NAPOLEON GAVE ME A COMPLIMENT.
And I’ve never been able to remember the exact wording; I was just so surprised. It amounted to “that was a really nice job!”
Understand:
To my knowledge, the computerized enemy generals in Age of Empires III don’t ever do that. They just either taunt you or say passive-aggressive sulky things. I’ve never heard anything like that again. Of course, the simplest explanation is that I’ve never played that well again, but I’ve never seen a reference to anyone else running into this either!
And how would the computer program know anyway?! The computer enemies in Age of Empires III play really crudely. At the hardest level they just start sending armies with more soldiers. They don’t DO fancy-schmancy stuff. How would the program recognize fancy-schmancy stuff?
It makes me wonder. Were there originally more involved plans for the program? Did some programmer hide some extraordinary vestige in there, that spoke up?
To finish the story, after that point I never got the chance to leave my town in force again, beyond desperate “firefighting” sallies. I lost the game through a series of hurried rebuildings of my defenses after warding off cannon-heavy attacks, until the time I didn’t quite make it and the enemy poured in. It was a classic early-Alex defeat.
But that compliment has stuck with me. It felt really good . . . and it was really strange.
I don’t suppose I’ll ever have an answer.
Last updated May 05, 2017
Flugendorf ⋅ May 06, 2017
(My mind was playing with the memory and spent the day teasing out what I did during that insane retreat.

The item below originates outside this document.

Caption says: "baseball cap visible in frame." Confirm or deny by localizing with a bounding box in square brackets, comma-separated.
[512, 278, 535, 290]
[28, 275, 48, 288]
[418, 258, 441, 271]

Here's what I wrote about it elsewhere:)
Because I was mulling it, and for compulsiveness...
I think the basic thing I was doing was using my archers, English longbowmen in this case, as bait for heavy cavalry.

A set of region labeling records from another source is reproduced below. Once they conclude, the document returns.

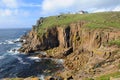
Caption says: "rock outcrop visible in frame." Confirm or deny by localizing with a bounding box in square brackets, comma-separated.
[19, 13, 120, 80]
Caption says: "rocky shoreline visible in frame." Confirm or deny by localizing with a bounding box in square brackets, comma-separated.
[19, 21, 120, 80]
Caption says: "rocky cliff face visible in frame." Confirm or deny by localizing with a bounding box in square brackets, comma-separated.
[20, 21, 120, 80]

Those were the heavy lancers of either the French or the Spanish empire, and, given that I remain at least 90% convinced it was indeed Napoleon who spoke to me, that would make them the fearsome French cuirassiers.

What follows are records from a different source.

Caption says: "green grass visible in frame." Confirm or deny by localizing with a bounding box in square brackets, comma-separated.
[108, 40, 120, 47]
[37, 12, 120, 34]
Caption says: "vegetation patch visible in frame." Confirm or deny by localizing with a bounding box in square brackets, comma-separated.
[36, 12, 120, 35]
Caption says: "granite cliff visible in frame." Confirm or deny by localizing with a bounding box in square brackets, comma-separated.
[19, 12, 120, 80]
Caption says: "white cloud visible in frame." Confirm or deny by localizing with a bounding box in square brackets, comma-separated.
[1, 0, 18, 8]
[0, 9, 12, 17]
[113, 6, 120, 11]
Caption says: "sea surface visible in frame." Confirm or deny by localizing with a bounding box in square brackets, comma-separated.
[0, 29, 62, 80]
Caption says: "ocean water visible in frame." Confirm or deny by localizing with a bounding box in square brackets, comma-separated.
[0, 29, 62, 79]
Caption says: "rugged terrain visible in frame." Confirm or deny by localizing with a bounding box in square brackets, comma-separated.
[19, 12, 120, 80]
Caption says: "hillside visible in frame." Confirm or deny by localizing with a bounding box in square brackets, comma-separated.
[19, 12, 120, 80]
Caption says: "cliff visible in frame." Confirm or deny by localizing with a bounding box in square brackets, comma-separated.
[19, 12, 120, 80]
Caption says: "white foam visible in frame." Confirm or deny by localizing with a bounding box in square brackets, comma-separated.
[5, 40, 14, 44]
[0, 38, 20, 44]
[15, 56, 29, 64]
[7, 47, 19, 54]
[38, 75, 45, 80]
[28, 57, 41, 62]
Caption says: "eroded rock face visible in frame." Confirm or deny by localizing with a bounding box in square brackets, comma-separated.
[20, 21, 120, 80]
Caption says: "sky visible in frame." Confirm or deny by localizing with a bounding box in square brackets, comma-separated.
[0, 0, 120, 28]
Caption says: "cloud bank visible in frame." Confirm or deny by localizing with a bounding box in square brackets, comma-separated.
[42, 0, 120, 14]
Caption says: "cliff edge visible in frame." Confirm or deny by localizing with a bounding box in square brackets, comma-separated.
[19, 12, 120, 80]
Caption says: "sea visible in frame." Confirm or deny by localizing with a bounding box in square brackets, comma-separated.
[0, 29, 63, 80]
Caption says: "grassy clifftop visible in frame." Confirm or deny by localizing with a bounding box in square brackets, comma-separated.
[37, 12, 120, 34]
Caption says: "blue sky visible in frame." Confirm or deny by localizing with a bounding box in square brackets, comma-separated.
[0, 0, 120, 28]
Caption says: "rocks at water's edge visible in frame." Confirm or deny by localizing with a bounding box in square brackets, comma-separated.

Archers are meat for those guys.
And the fact that I thought of deliberately dangling those archers, with no windup or time to think, proves that I should never be trusted with anything ever.
What I was doing - somehow timing the first time right - was swinging the formation of archers off to one side, where they were totally exposed, and having them rain arrows on the enemy.
When the enemy cavalry went for them, I darted my own much smaller contingent of cavalry in between and blocked them . . .
Blocked them just long enough for my heavy foot infantry to get in so that I could pull my overmatched horses straight back out.
My heavy infantry would have been some mix of pikemen and musketeers. They were better at holding the enemy cavalry, especially the pikes - far too few to do it, but holding them for just a second . . .
Because meanwhile I had already told my archers to match over to the other side - too far to the side again - exposing themselves again - and then starting again to shoot at the enemy.
Who broke contact with my heavy infantry and turned and lunged again - and my own cavalry darted in between - while my guys on foot rushed to catch up...
Etc.
All of which sounds like such intense engagement with the enemy that you'd imagine me going forward - but I did it in heels. I was going backward. All my moves canted backward. All the way home. Not all the way across a meadow - all the way across really two big meadows, with a little wooded transition between the two, as I recall. It felt like real-world distance. I nearly felt mud.
Those guys shouldn't have made it five horse-lengths.
It was like walking in a heavy diving suit on the bottom of the ocean - finding yourself face to face with a Carcharadon megalodon, that instantly attacks . . . and surviving by frantically waving your hands around so that the monster only takes dozens of little snaps at your fingertips.
The horde never absorbed me. It just kept turning.
I don't think of anything even slightly involved that fast.
And if I ever take it into my head to consciously try doing that, my copy of Age of Empires III should have me court-martialed and shot.